But such savings do not show up on the bottom line overnight, Avery says.
"We've lowered maintenance costs, but when you do landscape conversions to more sustainable landscapes, the return on investment is usually two to five years," he says. "You don't get an immediate return because the workload increases the first one to two years. There's more manual labor. You've gone from a more mechanized maintenance program to more manual labor."
The university also has realized savings of 20-25 percent on its water bills because of reduced irrigation in the last decade. Much of the credit for these savings goes to an aggressive maintenance plan, experimentation with new technology and a centralized irrigation system.
"We're starting to use a lot more subterranean irrigation technology," Avery says. "These are things we think are the future. We're strong advocates of utilizing new technology when it works for us."

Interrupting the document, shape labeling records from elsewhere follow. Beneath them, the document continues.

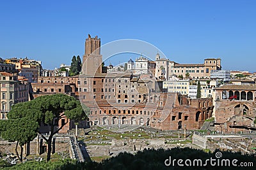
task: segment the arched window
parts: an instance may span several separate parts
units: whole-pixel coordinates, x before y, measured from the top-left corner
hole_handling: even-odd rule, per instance
[[[229,98],[230,98],[230,97],[232,97],[232,96],[234,96],[234,92],[233,92],[233,91],[232,91],[232,90],[229,91],[229,92],[228,92],[228,94],[229,94],[229,95],[228,95],[228,96],[229,96],[228,97],[229,97]],[[231,99],[231,98],[230,98],[230,99]]]
[[[178,122],[178,129],[182,129],[182,122],[179,121]]]
[[[241,99],[246,100],[246,93],[244,91],[241,92]]]
[[[227,99],[227,92],[226,90],[223,90],[222,91],[222,99]]]
[[[2,103],[2,110],[5,111],[6,110],[6,104],[5,103]]]
[[[200,113],[201,113],[201,112],[200,112],[199,111],[196,112],[196,122],[198,122],[199,116],[200,116]]]
[[[235,92],[235,96],[236,96],[236,98],[234,98],[235,100],[240,100],[240,93],[238,91]]]

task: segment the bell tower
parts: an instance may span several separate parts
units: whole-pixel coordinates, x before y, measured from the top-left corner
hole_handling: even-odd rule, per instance
[[[102,73],[102,55],[100,55],[100,38],[92,38],[88,34],[85,40],[84,55],[83,57],[82,73],[94,75]]]

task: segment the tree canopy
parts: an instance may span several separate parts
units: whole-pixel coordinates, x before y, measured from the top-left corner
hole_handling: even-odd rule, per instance
[[[17,142],[15,152],[17,158],[22,162],[23,146],[33,141],[37,135],[38,124],[26,118],[0,120],[0,132],[2,138],[10,142]],[[17,152],[18,145],[20,153]]]
[[[60,125],[59,120],[65,117],[75,122],[87,118],[80,102],[73,97],[64,94],[44,96],[29,102],[18,103],[8,114],[9,119],[24,118],[35,121],[38,125],[49,125],[50,135],[48,139],[39,131],[37,131],[48,144],[47,160],[51,159],[53,136],[68,123],[66,121]],[[54,129],[56,126],[58,126],[58,129]]]
[[[197,83],[197,94],[196,99],[201,98],[201,85],[200,81]]]
[[[76,57],[75,55],[73,56],[72,62],[71,62],[71,66],[70,69],[69,70],[69,74],[70,76],[76,76],[78,75],[81,71],[82,68],[82,62],[80,59],[80,56],[77,55]]]

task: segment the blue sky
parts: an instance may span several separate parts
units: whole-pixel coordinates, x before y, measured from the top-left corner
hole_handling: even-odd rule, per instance
[[[220,57],[223,69],[254,72],[255,8],[253,0],[1,1],[0,57],[28,57],[52,69],[83,56],[90,33],[102,45],[145,41],[179,63]]]

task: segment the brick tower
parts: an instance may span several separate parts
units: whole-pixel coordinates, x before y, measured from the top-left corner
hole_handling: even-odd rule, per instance
[[[94,75],[102,73],[102,55],[100,55],[100,38],[96,36],[85,41],[85,52],[83,57],[83,74]]]

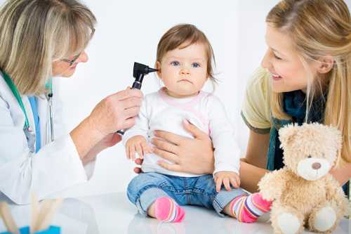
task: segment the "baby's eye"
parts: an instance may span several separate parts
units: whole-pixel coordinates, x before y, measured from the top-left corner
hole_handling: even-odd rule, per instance
[[[199,63],[192,63],[192,67],[201,67],[201,64],[199,64]]]
[[[274,53],[274,58],[277,58],[277,60],[282,60],[282,58],[277,56],[275,53]]]
[[[178,61],[172,61],[170,63],[172,66],[175,66],[175,67],[178,67],[180,65],[180,63],[179,63]]]

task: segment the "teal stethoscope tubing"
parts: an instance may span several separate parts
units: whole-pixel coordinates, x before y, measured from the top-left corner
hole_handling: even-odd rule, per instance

Avery's staff monitors the campus irrigation system for leaks daily and conducts a yearly preventive maintenance inspection on the entire system during the winter months.

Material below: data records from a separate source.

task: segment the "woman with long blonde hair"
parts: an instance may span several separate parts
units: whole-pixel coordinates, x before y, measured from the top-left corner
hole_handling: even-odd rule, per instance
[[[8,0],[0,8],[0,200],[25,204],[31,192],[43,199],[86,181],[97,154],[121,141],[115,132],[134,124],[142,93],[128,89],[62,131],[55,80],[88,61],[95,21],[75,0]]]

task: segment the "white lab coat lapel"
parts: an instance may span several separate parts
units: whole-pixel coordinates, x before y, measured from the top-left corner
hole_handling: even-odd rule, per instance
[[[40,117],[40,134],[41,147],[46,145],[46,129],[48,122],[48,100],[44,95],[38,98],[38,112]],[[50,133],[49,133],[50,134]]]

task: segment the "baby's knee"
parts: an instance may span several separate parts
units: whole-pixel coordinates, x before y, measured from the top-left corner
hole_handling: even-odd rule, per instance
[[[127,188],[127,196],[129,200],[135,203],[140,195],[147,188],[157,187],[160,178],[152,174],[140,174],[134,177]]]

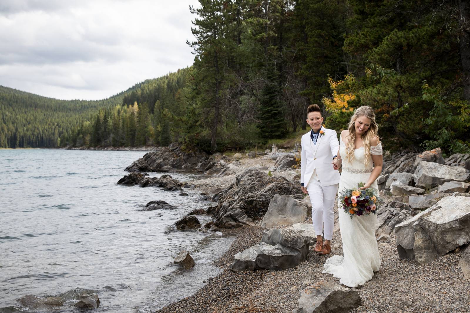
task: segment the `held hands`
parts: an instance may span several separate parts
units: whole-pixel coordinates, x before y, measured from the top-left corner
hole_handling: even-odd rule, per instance
[[[335,159],[331,162],[331,164],[333,164],[333,169],[337,170],[341,167],[341,159],[338,160],[337,157],[335,157]]]
[[[359,189],[360,190],[361,190],[364,189],[367,189],[368,188],[369,188],[370,187],[370,184],[368,183],[365,185],[364,185],[363,187],[360,187],[360,188],[358,188],[358,189]]]

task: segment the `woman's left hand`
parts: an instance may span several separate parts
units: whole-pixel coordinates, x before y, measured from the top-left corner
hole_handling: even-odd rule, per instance
[[[370,188],[370,184],[366,184],[365,185],[364,185],[363,187],[361,187],[360,188],[358,188],[358,189],[359,189],[360,190],[361,190],[362,189],[367,189],[368,188]]]

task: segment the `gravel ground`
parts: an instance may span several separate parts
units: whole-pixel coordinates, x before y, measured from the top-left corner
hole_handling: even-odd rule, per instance
[[[268,163],[272,161],[265,161],[266,164],[263,165],[272,166]],[[241,162],[246,167],[260,163],[259,158]],[[292,171],[281,174],[292,179],[296,173]],[[234,180],[235,176],[210,178],[198,181],[198,185],[199,188],[214,192]],[[306,222],[311,222],[311,217]],[[236,253],[260,241],[263,230],[261,221],[254,224],[224,231],[236,238],[214,263],[225,268],[220,275],[194,295],[157,312],[292,312],[297,307],[302,289],[321,280],[339,283],[339,280],[321,274],[323,265],[331,255],[319,256],[312,251],[313,246],[307,259],[294,268],[240,273],[229,271],[227,266]],[[448,253],[419,266],[414,261],[400,259],[393,236],[378,245],[380,270],[371,281],[358,287],[363,305],[351,312],[470,312],[470,282],[465,280],[458,267],[460,253]],[[342,255],[340,231],[333,235],[332,249],[333,254]]]
[[[339,283],[339,280],[321,274],[330,256],[319,256],[311,250],[306,260],[294,268],[241,273],[228,270],[235,254],[259,242],[263,229],[260,222],[256,224],[231,231],[237,238],[215,263],[225,268],[220,275],[192,296],[157,312],[291,312],[304,288],[321,280]],[[448,253],[419,266],[400,260],[395,243],[393,238],[379,243],[380,270],[358,288],[363,305],[350,312],[470,312],[470,282],[458,267],[460,253]],[[339,231],[332,244],[333,253],[342,254]]]

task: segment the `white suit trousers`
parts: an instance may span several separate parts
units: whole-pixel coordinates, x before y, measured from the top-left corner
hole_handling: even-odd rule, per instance
[[[325,239],[333,238],[333,227],[335,223],[333,208],[335,206],[338,184],[323,186],[319,180],[313,178],[306,187],[312,202],[312,221],[315,234],[321,236],[325,228]]]

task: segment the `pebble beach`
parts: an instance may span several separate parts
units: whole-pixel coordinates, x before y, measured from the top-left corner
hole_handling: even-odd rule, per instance
[[[269,166],[270,162],[264,160],[261,164]],[[259,163],[259,159],[242,160],[245,168]],[[292,171],[277,174],[292,179],[296,174]],[[209,178],[198,181],[197,187],[215,193],[234,180],[234,176]],[[230,271],[228,266],[235,254],[261,240],[264,230],[261,222],[223,231],[226,235],[235,236],[236,239],[214,263],[223,272],[206,282],[194,294],[157,312],[292,312],[298,307],[300,290],[306,286],[321,280],[339,283],[338,279],[321,272],[328,257],[342,255],[340,230],[334,234],[331,255],[318,255],[312,245],[307,259],[293,268],[239,273]],[[306,223],[311,222],[309,217]],[[357,288],[362,305],[350,312],[470,312],[470,281],[465,279],[459,267],[460,252],[450,252],[420,266],[414,261],[400,259],[393,235],[378,244],[380,269],[371,280]]]

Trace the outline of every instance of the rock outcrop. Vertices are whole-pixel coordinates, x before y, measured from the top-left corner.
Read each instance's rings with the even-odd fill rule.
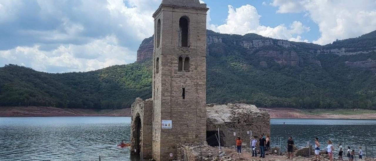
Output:
[[[142,41],[137,50],[137,61],[153,57],[154,44],[153,37],[146,39]]]
[[[249,140],[251,135],[258,136],[270,133],[269,114],[256,106],[246,104],[210,104],[206,107],[206,141],[211,146],[218,144],[215,139],[218,134],[221,145],[231,146],[234,135]],[[244,142],[249,147],[249,141]]]
[[[366,68],[376,71],[376,61],[370,59],[365,61],[355,62],[346,61],[345,62],[345,64],[346,65],[350,67]]]

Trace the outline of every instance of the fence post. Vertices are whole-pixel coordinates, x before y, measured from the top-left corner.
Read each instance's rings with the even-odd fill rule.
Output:
[[[311,141],[308,141],[308,147],[309,149],[309,157],[311,157]]]
[[[219,136],[219,128],[218,128],[218,144],[219,146],[219,151],[221,151],[221,137]]]
[[[367,149],[367,143],[364,142],[364,145],[365,146],[365,157],[368,157],[368,149]]]

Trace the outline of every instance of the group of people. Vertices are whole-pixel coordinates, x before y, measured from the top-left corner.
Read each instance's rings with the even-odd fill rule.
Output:
[[[333,152],[334,150],[334,147],[333,145],[333,143],[331,140],[328,140],[327,141],[328,146],[326,147],[326,152],[329,159],[331,161],[333,161]],[[320,160],[320,143],[318,142],[318,138],[315,138],[315,159],[317,161]],[[343,153],[343,147],[341,144],[338,144],[338,147],[339,149],[339,152],[338,153],[338,158],[340,159],[343,159],[342,156]],[[347,157],[349,161],[353,161],[354,156],[355,155],[355,149],[351,149],[350,146],[347,147]],[[363,151],[362,150],[362,147],[359,147],[359,152],[358,153],[359,158],[362,159],[363,155]]]
[[[262,134],[260,135],[260,138],[258,140],[259,148],[260,150],[260,158],[265,158],[265,153],[268,153],[269,149],[270,148],[270,139],[269,135],[264,135]],[[256,145],[258,140],[256,139],[256,137],[252,137],[250,139],[250,148],[252,150],[252,156],[257,157],[257,152]],[[243,143],[243,141],[240,137],[238,137],[235,139],[236,143],[237,150],[238,154],[241,154],[241,146]],[[333,145],[333,143],[330,140],[328,140],[327,141],[328,146],[326,147],[326,153],[328,155],[329,159],[331,161],[333,161],[333,152],[334,150],[334,147]],[[293,138],[291,137],[288,137],[288,140],[287,140],[287,152],[288,157],[287,159],[293,159],[293,147],[294,145],[294,141],[293,140]],[[315,161],[320,161],[320,145],[318,142],[318,138],[315,138]],[[342,157],[343,153],[343,147],[342,144],[340,143],[338,145],[339,148],[339,153],[338,153],[338,158],[343,159]],[[351,149],[350,146],[347,147],[347,156],[348,158],[349,161],[353,161],[354,157],[355,155],[355,150]],[[359,147],[359,152],[358,153],[359,158],[362,158],[363,155],[363,151],[362,150],[362,147]]]
[[[252,137],[250,138],[250,147],[252,149],[252,156],[257,156],[256,144],[257,140],[256,137]],[[269,135],[264,136],[264,134],[260,135],[259,140],[259,148],[260,149],[260,158],[265,158],[265,152],[268,152],[270,147],[270,139]],[[235,139],[236,142],[237,150],[238,154],[241,154],[241,144],[243,141],[240,137],[237,137]]]

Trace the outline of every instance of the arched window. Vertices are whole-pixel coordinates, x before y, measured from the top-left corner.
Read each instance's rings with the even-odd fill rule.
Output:
[[[159,58],[157,58],[157,61],[155,62],[155,73],[157,74],[159,73]]]
[[[177,68],[179,71],[183,70],[183,58],[181,56],[179,57],[179,62]]]
[[[189,71],[189,57],[186,57],[184,59],[184,71]]]
[[[180,46],[182,47],[188,47],[188,29],[189,22],[187,18],[182,17],[179,20],[179,38]]]
[[[158,22],[157,23],[157,39],[156,42],[157,48],[159,47],[159,43],[161,42],[161,19],[158,20]]]

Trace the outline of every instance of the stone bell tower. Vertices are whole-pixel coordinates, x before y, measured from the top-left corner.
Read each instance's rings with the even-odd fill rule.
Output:
[[[157,161],[172,159],[177,144],[206,140],[208,9],[199,0],[162,0],[153,15],[152,153]]]

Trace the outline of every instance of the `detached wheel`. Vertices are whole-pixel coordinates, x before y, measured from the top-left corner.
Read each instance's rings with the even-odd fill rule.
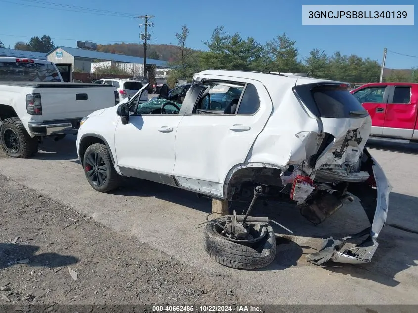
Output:
[[[249,245],[228,240],[221,234],[221,227],[207,225],[204,230],[206,252],[218,263],[240,269],[261,268],[271,263],[276,251],[276,238],[272,226],[268,224],[249,224],[259,233],[261,232],[261,227],[265,227],[267,230],[261,240]]]
[[[38,138],[31,138],[18,117],[3,120],[0,126],[0,141],[6,154],[26,158],[38,152]]]
[[[104,144],[94,143],[87,148],[83,168],[89,183],[97,191],[108,192],[120,186],[122,177],[115,170],[110,153]]]

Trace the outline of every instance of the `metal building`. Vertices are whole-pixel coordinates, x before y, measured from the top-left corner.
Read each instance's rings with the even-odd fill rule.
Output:
[[[14,49],[6,49],[4,48],[0,48],[0,56],[38,59],[40,60],[47,59],[47,58],[45,55],[45,53],[34,52],[30,51],[23,51],[22,50],[15,50]]]
[[[114,54],[92,50],[57,46],[46,54],[48,61],[56,64],[72,65],[72,70],[90,73],[91,64],[94,62],[114,61],[123,63],[143,63],[143,58],[122,54]],[[167,62],[161,60],[146,59],[146,63],[158,68],[168,68]]]

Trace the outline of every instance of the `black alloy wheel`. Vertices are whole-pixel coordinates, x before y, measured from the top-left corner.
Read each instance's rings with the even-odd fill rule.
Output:
[[[84,170],[88,179],[95,186],[101,187],[106,182],[108,168],[103,157],[97,151],[91,151],[87,155]]]

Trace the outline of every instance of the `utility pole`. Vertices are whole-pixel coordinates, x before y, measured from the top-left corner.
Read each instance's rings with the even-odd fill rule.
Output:
[[[383,52],[383,61],[382,62],[382,69],[380,71],[380,83],[383,79],[383,70],[385,69],[385,64],[386,64],[386,56],[387,54],[387,48],[385,48]]]
[[[143,72],[145,76],[146,76],[145,71],[146,68],[146,44],[147,41],[151,39],[151,35],[148,33],[148,26],[149,25],[150,27],[154,26],[153,23],[148,23],[148,20],[153,17],[155,17],[155,16],[146,15],[141,15],[138,17],[145,20],[145,23],[139,24],[139,27],[145,26],[145,32],[141,34],[141,39],[143,41]]]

"We try to get through the entire system," Avery says. "Every valve and controller is turned on. All the valves are checked, (and) all the heads are checked and documented as to what's running and what's having problems and if there are any cracks or breaks."
Not surprisingly, the department's sustainability efforts have affected its purchasing decisions. While factors such as emissions and noise are important when purchasing grounds care equipment, durability also plays a central role in making sustainable purchasing decisions.
"We look at air quality in our purchases, but what far outweighs anything for us is durability," Avery says. "It might be the greatest thing out there environmentally, but dependability is No. 1 because we have to do the work day in and day out.
"I can't over-emphasize dependability as something that's important because of budgets. We've all had budget reductions, and we're looking for equipment overall that will last and we don't have to replace right away. It's remarkable to tell a story because something is great environmentally. But if it breaks down three months after you bought it, it doesn't do anybody any good."